巻の拾壱

 

§1 子をとろ子とろ(続き)

 状況説明に地図を提示できるのが漫画の強み。

 お雛をめぐる頼宣と転生衆の論争。原作では柿色の頭巾を被っている転生衆だが、漫画では顔はむき出し。指がないから、と主唱する役目は原作では又右衛門なのだが、漫画では但馬守に。逆にその後の「先客があっては・・・」と言う補足を又右衛門が担当。

 転生を否定し、原作では口にしなかった「天下を取る」と言う言葉を口にする漫画版。珍しく「そうは参らぬ」と言葉を発する武蔵だが、漫画ではあっけに取られる一同の表情が描かれる。それを受けた又右衛門の台詞も但馬守と分担。

 その後の台詞まわしはかなり省略。逆に「いつ何が起こるのか」と問い詰められて、「わしにわかるわけがなかろう。宗意軒さまならともかく」と開き直る但馬守が描かれる。そこで思いついたように「道を変える」と頼宣。原作では、これを命じるために牧野兵庫を呼んだのだけど。

 原作ではこのシーンよりも先に書かれていた弥太郎と根来衆の追いかけっこ。そして弥太郎を追う戸田五太夫だが、弥太郎に追いついた後、原作では密書の回収に応じないのに対して、漫画では斬りだす間もなく根来衆に襲われる。逃げた弥太郎は柳生の侍と行きあい、彼らは五太夫に助太刀して満身創痍の根来衆を討ち果たす。しかしそこに現れたのは頭巾で顔を隠した但馬守。

 頼宣に挑発されたからというわけでもあるまいが、一足先に柳生城へ向かった但馬守は留守居役狭川源左衛門以下の柳生の侍を斬って、弥太郎を捉えてしまう。その前に出発の場面をベアトリスに見とがめられるシーンを挿入。

 この決着については原作では次章だったのだけど。

§2 奉書試合

 弥太郎を捉えて戻ってくる但馬守を見とがめる十兵衛一行。それを助けるためにお縫とおひろは敵陣へ乗り込む。原作では弥太郎の捕縛を知るのは別の状況なのだけど。

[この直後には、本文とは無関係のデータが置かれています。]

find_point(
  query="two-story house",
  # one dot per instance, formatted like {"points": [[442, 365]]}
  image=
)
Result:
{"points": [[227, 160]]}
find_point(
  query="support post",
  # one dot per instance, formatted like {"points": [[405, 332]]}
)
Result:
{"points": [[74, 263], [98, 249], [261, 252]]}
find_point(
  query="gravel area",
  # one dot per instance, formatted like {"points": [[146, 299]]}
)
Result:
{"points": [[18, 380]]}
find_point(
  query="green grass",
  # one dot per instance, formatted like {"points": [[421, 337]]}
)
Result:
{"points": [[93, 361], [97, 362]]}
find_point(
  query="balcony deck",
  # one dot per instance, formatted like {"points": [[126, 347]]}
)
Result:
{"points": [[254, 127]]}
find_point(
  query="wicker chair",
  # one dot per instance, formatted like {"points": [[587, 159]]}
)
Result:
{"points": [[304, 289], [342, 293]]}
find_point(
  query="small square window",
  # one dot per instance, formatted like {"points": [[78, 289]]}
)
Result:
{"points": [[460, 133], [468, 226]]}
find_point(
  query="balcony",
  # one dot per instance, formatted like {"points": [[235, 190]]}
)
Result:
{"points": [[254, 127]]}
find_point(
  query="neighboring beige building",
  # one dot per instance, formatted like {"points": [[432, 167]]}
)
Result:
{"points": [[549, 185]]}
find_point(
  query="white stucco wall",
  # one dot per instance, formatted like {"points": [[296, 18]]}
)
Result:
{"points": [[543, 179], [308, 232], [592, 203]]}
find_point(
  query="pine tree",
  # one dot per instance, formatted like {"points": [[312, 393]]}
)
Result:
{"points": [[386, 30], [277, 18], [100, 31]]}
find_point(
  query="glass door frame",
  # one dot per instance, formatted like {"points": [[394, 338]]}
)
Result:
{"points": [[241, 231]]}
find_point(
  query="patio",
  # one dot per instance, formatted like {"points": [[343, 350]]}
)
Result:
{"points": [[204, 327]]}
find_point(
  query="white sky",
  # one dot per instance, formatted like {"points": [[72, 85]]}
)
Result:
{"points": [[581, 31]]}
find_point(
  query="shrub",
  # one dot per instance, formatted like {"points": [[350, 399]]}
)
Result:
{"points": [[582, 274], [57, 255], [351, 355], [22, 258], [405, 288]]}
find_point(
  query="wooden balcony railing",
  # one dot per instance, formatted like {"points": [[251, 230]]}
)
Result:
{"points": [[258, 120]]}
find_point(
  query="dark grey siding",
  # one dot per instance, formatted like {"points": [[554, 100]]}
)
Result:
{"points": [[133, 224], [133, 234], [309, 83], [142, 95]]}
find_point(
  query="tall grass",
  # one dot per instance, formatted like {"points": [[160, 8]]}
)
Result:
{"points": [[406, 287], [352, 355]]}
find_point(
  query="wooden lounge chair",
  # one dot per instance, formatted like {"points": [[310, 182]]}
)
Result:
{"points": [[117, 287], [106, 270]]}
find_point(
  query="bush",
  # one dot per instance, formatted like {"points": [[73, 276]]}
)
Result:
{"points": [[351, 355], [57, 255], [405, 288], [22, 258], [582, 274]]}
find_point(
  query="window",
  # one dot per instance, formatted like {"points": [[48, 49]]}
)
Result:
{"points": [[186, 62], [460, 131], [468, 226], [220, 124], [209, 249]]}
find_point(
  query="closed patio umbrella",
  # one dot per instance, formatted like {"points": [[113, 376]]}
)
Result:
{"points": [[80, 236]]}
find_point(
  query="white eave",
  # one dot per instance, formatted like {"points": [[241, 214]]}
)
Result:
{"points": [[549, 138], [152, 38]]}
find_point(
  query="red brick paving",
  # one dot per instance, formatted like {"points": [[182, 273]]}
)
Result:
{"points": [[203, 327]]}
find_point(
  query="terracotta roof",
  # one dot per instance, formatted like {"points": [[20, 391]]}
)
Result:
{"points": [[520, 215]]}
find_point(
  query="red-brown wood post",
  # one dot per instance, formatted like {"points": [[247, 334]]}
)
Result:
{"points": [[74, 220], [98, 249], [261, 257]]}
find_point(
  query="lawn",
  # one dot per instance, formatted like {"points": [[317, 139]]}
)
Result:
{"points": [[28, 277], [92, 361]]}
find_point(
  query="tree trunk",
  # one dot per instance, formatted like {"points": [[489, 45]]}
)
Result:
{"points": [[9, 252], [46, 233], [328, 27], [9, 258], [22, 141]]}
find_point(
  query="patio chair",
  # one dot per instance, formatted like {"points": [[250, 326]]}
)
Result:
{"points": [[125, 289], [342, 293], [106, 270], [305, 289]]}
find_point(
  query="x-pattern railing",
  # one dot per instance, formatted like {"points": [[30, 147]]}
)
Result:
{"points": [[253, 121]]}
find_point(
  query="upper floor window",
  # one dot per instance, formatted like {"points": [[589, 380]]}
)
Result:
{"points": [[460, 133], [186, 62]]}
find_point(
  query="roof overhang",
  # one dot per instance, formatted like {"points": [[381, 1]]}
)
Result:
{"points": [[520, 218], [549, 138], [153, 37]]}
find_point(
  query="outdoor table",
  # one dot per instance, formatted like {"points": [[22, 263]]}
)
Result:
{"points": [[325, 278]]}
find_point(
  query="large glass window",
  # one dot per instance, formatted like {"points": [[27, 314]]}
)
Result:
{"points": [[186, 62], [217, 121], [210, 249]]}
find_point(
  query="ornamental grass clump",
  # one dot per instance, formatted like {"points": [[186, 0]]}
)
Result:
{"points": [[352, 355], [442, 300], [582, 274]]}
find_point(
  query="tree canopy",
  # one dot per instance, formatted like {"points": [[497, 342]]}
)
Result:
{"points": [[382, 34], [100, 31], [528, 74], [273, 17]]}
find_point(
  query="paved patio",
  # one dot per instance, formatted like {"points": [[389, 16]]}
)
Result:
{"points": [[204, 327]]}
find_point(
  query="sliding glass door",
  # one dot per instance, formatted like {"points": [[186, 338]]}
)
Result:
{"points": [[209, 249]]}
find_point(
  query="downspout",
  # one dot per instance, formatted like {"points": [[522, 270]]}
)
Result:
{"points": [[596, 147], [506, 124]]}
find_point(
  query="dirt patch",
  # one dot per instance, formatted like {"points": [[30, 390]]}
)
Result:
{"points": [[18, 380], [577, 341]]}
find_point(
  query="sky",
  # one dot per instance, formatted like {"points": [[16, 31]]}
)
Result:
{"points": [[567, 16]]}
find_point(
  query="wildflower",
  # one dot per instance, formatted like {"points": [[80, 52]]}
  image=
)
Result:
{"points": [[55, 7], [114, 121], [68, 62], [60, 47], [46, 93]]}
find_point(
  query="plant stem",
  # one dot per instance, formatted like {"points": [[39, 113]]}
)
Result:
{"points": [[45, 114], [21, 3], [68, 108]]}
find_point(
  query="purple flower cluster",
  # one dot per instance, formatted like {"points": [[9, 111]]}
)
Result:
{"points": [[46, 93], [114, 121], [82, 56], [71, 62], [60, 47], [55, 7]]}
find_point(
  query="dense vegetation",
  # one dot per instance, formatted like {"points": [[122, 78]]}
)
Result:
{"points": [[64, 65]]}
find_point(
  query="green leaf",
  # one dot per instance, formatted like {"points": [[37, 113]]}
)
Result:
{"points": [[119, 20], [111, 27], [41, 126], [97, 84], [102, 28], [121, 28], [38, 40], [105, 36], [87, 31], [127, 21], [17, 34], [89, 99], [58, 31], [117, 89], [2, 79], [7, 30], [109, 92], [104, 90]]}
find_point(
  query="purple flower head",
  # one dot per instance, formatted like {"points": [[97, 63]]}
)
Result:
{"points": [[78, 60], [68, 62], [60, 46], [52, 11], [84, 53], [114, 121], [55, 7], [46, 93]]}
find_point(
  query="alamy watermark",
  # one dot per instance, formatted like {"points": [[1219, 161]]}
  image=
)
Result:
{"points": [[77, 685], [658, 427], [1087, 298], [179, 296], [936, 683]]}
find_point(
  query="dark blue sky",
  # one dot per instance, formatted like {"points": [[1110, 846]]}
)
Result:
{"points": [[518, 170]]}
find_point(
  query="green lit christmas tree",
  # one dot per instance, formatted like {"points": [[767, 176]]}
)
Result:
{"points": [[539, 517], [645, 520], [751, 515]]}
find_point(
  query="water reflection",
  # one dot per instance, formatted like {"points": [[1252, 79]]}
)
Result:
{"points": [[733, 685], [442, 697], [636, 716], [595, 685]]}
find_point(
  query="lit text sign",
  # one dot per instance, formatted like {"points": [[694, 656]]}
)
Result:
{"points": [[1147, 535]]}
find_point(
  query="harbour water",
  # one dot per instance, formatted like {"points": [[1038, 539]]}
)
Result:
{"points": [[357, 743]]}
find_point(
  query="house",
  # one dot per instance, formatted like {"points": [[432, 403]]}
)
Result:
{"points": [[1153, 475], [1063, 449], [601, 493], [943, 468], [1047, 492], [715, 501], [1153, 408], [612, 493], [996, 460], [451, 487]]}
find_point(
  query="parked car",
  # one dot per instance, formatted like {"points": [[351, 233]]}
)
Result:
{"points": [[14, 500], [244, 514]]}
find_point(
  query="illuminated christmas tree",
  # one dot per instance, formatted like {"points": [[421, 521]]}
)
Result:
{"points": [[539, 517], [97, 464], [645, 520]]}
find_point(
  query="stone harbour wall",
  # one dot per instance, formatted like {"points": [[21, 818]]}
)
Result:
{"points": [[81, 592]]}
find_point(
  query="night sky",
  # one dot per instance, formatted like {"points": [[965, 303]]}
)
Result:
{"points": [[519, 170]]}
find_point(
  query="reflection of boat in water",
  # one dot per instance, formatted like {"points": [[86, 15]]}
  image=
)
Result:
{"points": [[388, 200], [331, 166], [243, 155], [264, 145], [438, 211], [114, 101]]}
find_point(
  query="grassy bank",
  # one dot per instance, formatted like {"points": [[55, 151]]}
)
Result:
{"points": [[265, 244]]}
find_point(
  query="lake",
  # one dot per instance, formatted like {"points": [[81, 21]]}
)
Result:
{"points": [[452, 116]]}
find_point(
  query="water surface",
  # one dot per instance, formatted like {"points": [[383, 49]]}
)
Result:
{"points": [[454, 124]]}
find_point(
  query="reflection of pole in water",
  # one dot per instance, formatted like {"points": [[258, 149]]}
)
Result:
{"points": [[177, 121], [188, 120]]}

 二人に西の江殿への決闘状を託す十兵衛。西の江殿とは父但馬守の戒名からつけたモノ。父と子の決闘の場所は父の墓の前。もうし

 おそらく無駄をは承知で人質交換を申し出る十兵衛だが、構わず剣を抜く但馬守。但馬守が交換に応じていたらどうなったんだろうねえ。

 ともあれ戦いは一瞬で決まる。原作では但馬守は秘伝書が偽物だと知らずに斃れるのだけど、漫画では説明のために確認の台詞を残して逝く。

 十兵衛の言いつけを聞かずに追ってきた十人衆。その一人平岡は新手の転生衆に一刀の元に斬り伏せられる。その正体は残した台詞から概ね察しが付くのだが、原作では根来衆から「荒木殿」と呼ばれてヒントを与えている。

 柳生の庄へ入ったものの、抵抗が無く肩すかしを食った頼宣。反応を見たかった但馬守も既に討たれた後とあって、鬱憤晴らしに三人娘の一人を所望する。娘の一人お縫を連れてきた根来衆は舞い上がって軽口を叩いたために叱責を受ける。この辺の経緯は絵だとちょっと判りにくいかも。